Обжигай! Еще ему, еще ему! Крепче сироту, крепче мошенника! Сажай его,
сажай!" И солдаты лупят со всего размаха, искры сыплются из глаз бедняка,
он начинает кричать, а Жеребятников бежит за ним по фрунту и хохочет,
хохочет, заливается, бока руками подпирает от смеха, распрямиться не может,
так что даже жалко его под конец станет, сердешного. И рад-то он, и
смешно-то ему, и только разве изредка перервется его звонкий, здоровый,
раскатистый смех, и слышится опять: "Лупи его, лупи! Обжигай его,
мошенника, обжигай сироту!.."
А вот еще какие он изобретал варьяции: выведут к наказанию; арестант
опять начинает молить. Жеребятников на этот раз не ломается, не
гримасничает, а пускается в откровенности:
- Видишь что, любезный, - говорит он, - накажу я тебя как следует,
потому ты и стоишь того. Но вот что я для тебя, пожалуй, сделаю: к
прикладам я тебя не привяжу. Один пойдешь, только по-новому: беги что есть
силы через весь фрунт! Тут хоть и каждая палка ударит, да ведь дело-то
будет короче, как думаешь? Хочешь испробовать?
Арестант слушает с недоумением, с недоверчивостью и задумывается. "Что
ж, - думает он про себя, - а может, оно и вправду вольготнее будет; пробегу
что есть мочи, так мука впятеро короче будет, а может, и не всякая палка
ударит".
- Хорошо, ваше благородие, согласен.
- Ну, и я согласен, катай! Смотрите ж, не зевать! - кричит он
солдатам, зная, впрочем, наперед, что ни одна палка не манкирует виноватой
спины; промахнувшийся солдат тоже очень хорошо знает, чему подвергается.

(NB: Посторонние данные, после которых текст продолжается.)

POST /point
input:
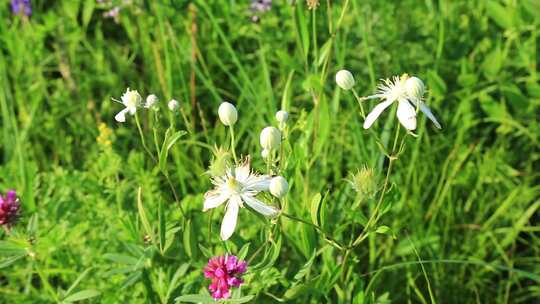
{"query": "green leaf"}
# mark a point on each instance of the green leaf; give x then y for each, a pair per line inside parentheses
(142, 215)
(82, 295)
(382, 229)
(503, 16)
(243, 251)
(315, 204)
(195, 298)
(296, 291)
(10, 260)
(241, 300)
(77, 281)
(207, 253)
(189, 240)
(121, 259)
(168, 142)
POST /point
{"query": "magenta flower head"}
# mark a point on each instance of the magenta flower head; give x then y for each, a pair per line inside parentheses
(225, 272)
(9, 208)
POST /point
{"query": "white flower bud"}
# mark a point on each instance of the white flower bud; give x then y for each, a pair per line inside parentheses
(282, 116)
(227, 113)
(270, 138)
(278, 186)
(151, 101)
(345, 79)
(414, 87)
(173, 105)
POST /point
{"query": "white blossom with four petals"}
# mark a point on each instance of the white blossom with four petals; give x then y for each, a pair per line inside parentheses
(398, 89)
(239, 185)
(131, 99)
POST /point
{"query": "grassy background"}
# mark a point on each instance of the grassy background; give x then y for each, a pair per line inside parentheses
(464, 198)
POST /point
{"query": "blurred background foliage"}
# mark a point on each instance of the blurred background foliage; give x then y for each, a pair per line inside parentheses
(465, 198)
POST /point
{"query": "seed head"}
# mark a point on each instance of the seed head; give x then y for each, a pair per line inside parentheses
(227, 113)
(270, 138)
(344, 79)
(278, 186)
(173, 105)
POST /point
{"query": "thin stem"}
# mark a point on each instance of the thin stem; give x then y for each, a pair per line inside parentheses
(373, 216)
(327, 238)
(141, 134)
(359, 99)
(233, 148)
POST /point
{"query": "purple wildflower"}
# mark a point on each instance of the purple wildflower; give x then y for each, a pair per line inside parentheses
(225, 272)
(260, 6)
(21, 7)
(9, 208)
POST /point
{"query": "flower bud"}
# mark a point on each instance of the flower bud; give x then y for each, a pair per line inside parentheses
(151, 101)
(227, 113)
(414, 87)
(345, 79)
(173, 105)
(265, 153)
(278, 186)
(282, 116)
(364, 182)
(270, 138)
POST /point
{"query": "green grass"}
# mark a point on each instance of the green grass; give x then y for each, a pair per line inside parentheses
(459, 223)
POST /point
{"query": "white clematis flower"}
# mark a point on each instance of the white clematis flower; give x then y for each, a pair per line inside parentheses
(407, 92)
(131, 99)
(239, 185)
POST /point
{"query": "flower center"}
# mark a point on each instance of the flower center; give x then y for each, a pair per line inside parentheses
(233, 184)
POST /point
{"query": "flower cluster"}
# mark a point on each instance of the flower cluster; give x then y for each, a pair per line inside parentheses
(9, 208)
(225, 272)
(21, 7)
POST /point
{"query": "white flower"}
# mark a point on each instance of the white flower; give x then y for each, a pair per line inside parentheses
(227, 113)
(270, 138)
(279, 186)
(131, 99)
(282, 116)
(151, 101)
(238, 186)
(397, 90)
(173, 105)
(415, 89)
(344, 79)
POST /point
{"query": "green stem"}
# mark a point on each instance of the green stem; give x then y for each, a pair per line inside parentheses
(373, 216)
(327, 238)
(359, 99)
(233, 148)
(141, 134)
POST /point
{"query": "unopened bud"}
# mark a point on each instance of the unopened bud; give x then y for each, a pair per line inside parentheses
(345, 79)
(227, 113)
(270, 138)
(278, 186)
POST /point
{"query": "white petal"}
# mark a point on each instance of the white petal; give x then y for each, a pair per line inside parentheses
(374, 114)
(213, 199)
(242, 172)
(406, 114)
(257, 183)
(121, 116)
(259, 206)
(229, 220)
(132, 110)
(425, 109)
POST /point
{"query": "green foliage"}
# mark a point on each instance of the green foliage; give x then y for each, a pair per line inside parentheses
(108, 218)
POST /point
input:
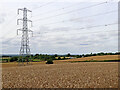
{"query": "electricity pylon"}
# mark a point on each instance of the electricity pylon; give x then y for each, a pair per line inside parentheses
(25, 55)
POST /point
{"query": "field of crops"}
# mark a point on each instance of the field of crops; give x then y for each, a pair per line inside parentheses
(64, 75)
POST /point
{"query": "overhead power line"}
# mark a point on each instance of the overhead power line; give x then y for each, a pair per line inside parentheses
(55, 10)
(89, 27)
(43, 5)
(71, 11)
(99, 14)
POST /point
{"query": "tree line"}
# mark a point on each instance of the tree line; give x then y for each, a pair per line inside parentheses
(45, 57)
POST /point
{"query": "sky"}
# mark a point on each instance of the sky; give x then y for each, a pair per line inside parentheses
(61, 26)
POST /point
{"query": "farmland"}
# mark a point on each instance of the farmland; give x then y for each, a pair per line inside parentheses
(65, 75)
(62, 74)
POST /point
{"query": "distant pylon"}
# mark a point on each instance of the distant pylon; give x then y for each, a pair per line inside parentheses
(25, 55)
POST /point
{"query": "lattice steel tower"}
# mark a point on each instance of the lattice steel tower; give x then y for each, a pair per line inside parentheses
(24, 49)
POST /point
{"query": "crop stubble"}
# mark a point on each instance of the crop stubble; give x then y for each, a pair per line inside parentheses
(68, 75)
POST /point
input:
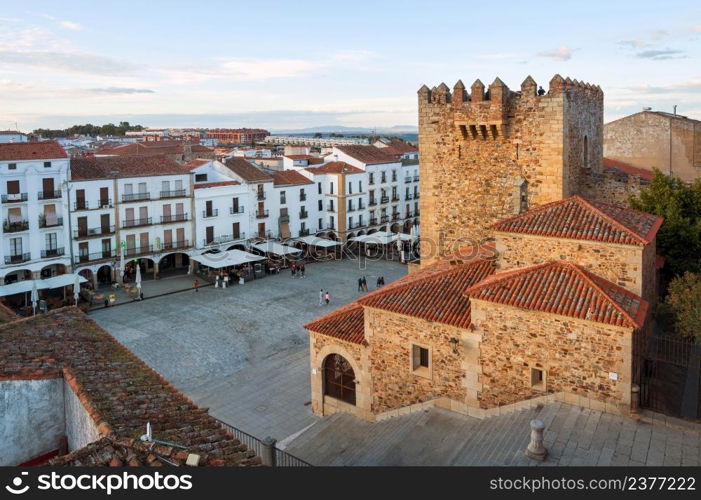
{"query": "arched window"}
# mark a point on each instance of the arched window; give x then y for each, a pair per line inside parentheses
(339, 378)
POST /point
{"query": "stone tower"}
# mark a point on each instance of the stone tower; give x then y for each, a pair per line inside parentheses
(489, 155)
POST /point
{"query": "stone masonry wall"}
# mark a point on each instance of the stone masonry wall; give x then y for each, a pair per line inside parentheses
(620, 264)
(577, 356)
(476, 149)
(395, 385)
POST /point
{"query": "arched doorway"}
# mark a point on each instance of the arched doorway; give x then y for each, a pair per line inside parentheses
(339, 378)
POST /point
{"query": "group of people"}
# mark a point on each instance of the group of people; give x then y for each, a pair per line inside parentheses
(363, 283)
(298, 270)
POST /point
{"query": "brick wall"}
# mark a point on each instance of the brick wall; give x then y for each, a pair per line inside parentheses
(576, 355)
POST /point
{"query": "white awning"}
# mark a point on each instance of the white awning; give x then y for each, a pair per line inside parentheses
(226, 259)
(275, 248)
(48, 283)
(318, 242)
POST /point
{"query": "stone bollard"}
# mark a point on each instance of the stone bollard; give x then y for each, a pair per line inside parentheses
(268, 452)
(535, 449)
(635, 399)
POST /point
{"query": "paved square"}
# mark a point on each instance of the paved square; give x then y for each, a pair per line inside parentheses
(242, 352)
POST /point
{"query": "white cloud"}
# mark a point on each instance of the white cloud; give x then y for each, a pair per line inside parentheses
(71, 25)
(561, 53)
(267, 69)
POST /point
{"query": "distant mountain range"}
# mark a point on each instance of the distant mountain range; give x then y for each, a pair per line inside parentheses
(339, 129)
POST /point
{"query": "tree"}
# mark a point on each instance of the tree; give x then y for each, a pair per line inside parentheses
(679, 238)
(684, 301)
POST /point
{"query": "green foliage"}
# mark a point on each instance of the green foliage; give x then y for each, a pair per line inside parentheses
(679, 238)
(684, 301)
(90, 130)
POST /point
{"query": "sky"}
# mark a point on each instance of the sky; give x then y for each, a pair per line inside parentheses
(298, 64)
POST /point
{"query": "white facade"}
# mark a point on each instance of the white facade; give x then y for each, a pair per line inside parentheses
(35, 224)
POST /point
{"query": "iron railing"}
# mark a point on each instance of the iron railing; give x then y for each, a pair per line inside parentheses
(279, 458)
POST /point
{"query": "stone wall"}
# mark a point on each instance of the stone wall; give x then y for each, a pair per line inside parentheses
(648, 139)
(477, 149)
(577, 356)
(623, 265)
(395, 384)
(32, 419)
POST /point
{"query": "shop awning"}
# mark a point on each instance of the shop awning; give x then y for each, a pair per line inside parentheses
(275, 248)
(45, 284)
(318, 242)
(226, 259)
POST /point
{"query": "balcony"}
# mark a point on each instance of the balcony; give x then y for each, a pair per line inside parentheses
(176, 245)
(92, 232)
(15, 227)
(91, 257)
(18, 258)
(50, 222)
(147, 221)
(52, 252)
(49, 195)
(224, 238)
(127, 198)
(85, 205)
(136, 251)
(165, 219)
(178, 193)
(14, 198)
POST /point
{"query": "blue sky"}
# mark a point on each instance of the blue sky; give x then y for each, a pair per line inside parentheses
(299, 64)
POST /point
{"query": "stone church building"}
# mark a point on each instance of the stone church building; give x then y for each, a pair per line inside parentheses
(534, 278)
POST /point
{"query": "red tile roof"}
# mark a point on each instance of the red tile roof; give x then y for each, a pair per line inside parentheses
(246, 171)
(627, 168)
(336, 167)
(566, 289)
(581, 219)
(437, 297)
(109, 167)
(118, 390)
(369, 155)
(45, 150)
(289, 178)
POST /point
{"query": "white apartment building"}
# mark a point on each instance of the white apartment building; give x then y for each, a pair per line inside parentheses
(35, 238)
(222, 206)
(138, 206)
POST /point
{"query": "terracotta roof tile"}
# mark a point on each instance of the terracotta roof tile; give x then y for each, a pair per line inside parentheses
(627, 168)
(45, 150)
(336, 167)
(566, 289)
(369, 155)
(581, 219)
(438, 297)
(289, 178)
(109, 167)
(246, 171)
(118, 390)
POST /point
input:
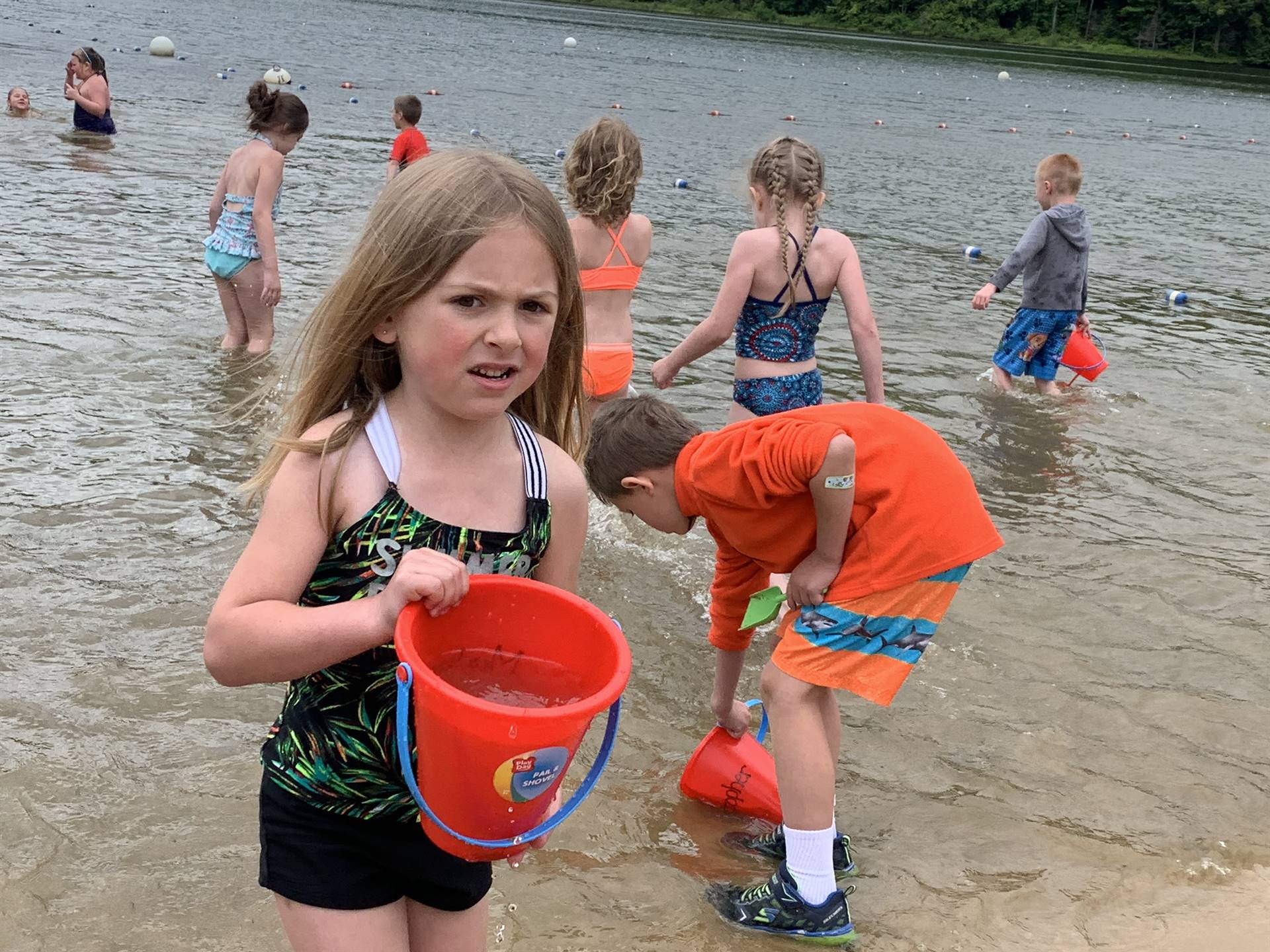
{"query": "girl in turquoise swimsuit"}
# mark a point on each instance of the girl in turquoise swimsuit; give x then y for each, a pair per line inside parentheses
(436, 409)
(240, 252)
(773, 305)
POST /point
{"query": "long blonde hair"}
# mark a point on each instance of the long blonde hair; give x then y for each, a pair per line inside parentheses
(601, 171)
(793, 173)
(422, 223)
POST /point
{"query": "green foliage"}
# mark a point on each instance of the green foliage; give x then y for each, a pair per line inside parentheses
(1227, 28)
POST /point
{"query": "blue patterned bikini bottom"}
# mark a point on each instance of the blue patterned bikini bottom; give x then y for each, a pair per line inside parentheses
(763, 397)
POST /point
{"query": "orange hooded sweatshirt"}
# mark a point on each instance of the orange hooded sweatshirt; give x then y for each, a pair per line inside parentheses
(916, 510)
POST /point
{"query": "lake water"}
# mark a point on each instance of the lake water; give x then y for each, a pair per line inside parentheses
(1080, 762)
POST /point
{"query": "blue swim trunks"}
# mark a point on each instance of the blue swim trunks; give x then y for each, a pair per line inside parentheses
(763, 397)
(225, 266)
(1034, 342)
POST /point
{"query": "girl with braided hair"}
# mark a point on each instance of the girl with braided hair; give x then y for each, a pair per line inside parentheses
(773, 302)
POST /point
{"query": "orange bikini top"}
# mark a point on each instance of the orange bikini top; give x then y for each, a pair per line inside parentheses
(613, 277)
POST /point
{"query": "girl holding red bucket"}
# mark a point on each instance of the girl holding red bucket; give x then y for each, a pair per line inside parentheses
(441, 371)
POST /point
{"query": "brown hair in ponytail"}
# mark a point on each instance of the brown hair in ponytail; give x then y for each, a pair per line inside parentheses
(93, 60)
(790, 172)
(275, 111)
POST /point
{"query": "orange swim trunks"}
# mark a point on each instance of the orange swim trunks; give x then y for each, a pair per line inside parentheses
(606, 368)
(867, 645)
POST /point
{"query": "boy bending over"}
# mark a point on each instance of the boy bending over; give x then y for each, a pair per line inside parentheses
(875, 521)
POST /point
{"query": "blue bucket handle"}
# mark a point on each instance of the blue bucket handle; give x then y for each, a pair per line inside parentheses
(403, 743)
(762, 724)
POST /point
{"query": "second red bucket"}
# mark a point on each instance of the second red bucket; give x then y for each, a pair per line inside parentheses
(1083, 354)
(734, 774)
(505, 686)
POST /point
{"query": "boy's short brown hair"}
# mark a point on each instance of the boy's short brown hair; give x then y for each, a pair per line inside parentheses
(409, 107)
(633, 436)
(1064, 172)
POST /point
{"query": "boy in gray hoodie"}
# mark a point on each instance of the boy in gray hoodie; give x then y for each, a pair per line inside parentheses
(1054, 257)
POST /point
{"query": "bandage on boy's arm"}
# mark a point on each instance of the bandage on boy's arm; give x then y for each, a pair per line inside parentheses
(737, 578)
(1028, 248)
(833, 492)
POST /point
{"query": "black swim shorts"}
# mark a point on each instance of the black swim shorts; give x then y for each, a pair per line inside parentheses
(324, 859)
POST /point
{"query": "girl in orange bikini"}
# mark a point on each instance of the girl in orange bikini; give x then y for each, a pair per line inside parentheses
(600, 175)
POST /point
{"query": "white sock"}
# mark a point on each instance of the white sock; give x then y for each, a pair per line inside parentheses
(810, 858)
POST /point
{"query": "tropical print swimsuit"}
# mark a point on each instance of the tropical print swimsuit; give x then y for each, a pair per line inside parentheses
(333, 743)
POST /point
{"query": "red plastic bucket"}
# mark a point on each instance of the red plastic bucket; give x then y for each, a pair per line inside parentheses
(734, 774)
(542, 663)
(1083, 354)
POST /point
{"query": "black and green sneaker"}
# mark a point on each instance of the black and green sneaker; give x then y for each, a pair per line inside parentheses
(777, 906)
(771, 846)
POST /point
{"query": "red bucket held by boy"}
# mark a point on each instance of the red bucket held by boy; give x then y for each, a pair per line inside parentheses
(734, 774)
(505, 688)
(1083, 354)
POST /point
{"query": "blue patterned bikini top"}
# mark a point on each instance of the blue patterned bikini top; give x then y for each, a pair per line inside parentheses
(766, 334)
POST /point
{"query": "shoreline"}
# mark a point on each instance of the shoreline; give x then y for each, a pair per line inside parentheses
(813, 23)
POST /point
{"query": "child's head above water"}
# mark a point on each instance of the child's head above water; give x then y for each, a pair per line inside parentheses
(630, 460)
(601, 171)
(407, 111)
(464, 288)
(18, 100)
(1058, 178)
(281, 116)
(786, 178)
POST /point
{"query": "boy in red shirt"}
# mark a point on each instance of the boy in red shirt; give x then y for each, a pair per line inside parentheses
(875, 521)
(409, 145)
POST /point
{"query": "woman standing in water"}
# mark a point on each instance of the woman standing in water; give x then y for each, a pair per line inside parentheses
(241, 253)
(92, 97)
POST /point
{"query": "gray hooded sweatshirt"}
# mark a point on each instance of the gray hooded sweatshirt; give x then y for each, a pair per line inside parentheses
(1054, 258)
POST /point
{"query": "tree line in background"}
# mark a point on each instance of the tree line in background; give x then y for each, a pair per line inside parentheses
(1228, 28)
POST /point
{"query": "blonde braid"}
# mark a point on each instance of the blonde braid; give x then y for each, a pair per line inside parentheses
(810, 186)
(778, 186)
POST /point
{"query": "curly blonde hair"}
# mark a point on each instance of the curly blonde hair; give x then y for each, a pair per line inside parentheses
(793, 173)
(601, 172)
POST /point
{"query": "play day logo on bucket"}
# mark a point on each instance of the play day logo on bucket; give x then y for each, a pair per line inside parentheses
(734, 793)
(526, 776)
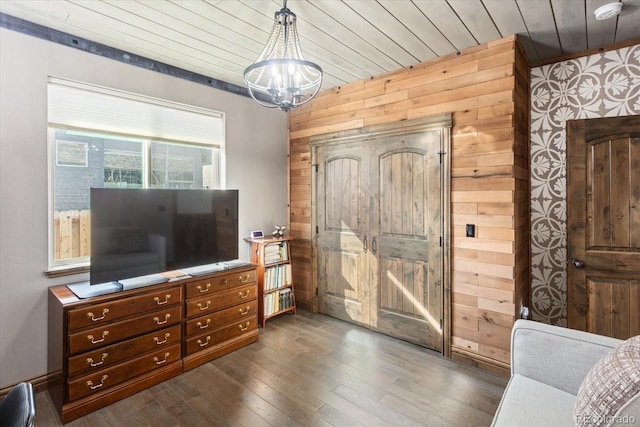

Арестант пускается бежать что есть силы по "зеленой улице", но, разумеется,
не пробегает и пятнадцати рядов; палки, как барабанная дробь, как молния,
разом, вдруг, низвергаются на его спину, и бедняк с криком упадает, как
подкошенный, как сраженный пулей. "Нет, ваше благородие, лучше уж по
закону", - говорит он, медленно подымаясь с земли, бледный и испуганный, а
Жеребятников, который заранее знал всю эту штуку и что из нее выйдет,
хохочет, заливается. Но и не описать всех его развлечений и всего, что про
него у нас рассказывали!
Несколько другим образом, в другом тоне и духе, рассказывали у нас об
одном поручике Смекалове, исполнявшем должность командира при нашем
остроге, прежде еще, чем назначили к этой должности нашего плац-майора. Про
Жеребятникова хоть и рассказывали довольно равнодушно, без особой злобы, но
все-таки не любовались его подвигами, не хвалили его, а видимо им
гнушались. Даже как-то свысока презирали его. Но про поручика Смекалова
вспоминали у нас с радостью и наслаждением. Дело в том, что это вовсе не
был какой-нибудь особенный охотник высечь; в нем отнюдь не было чисто
жеребятнического элемента. Но все-таки он был отнюдь не прочь и высечь; в
том-то и дело, что самые розги его вспоминались у нас с какою-то сладкою
любовью, - так умел угодить этот человек арестантам! А и чем? Чем заслужил
он такую популярность? Правда, наш народ, как, может быть, и весь народ
русский, готов забыть целые муки за одно ласковое слово; говорю об этом как
об факте, не разбирая его на этот раз ни с той, ни с другой стороны.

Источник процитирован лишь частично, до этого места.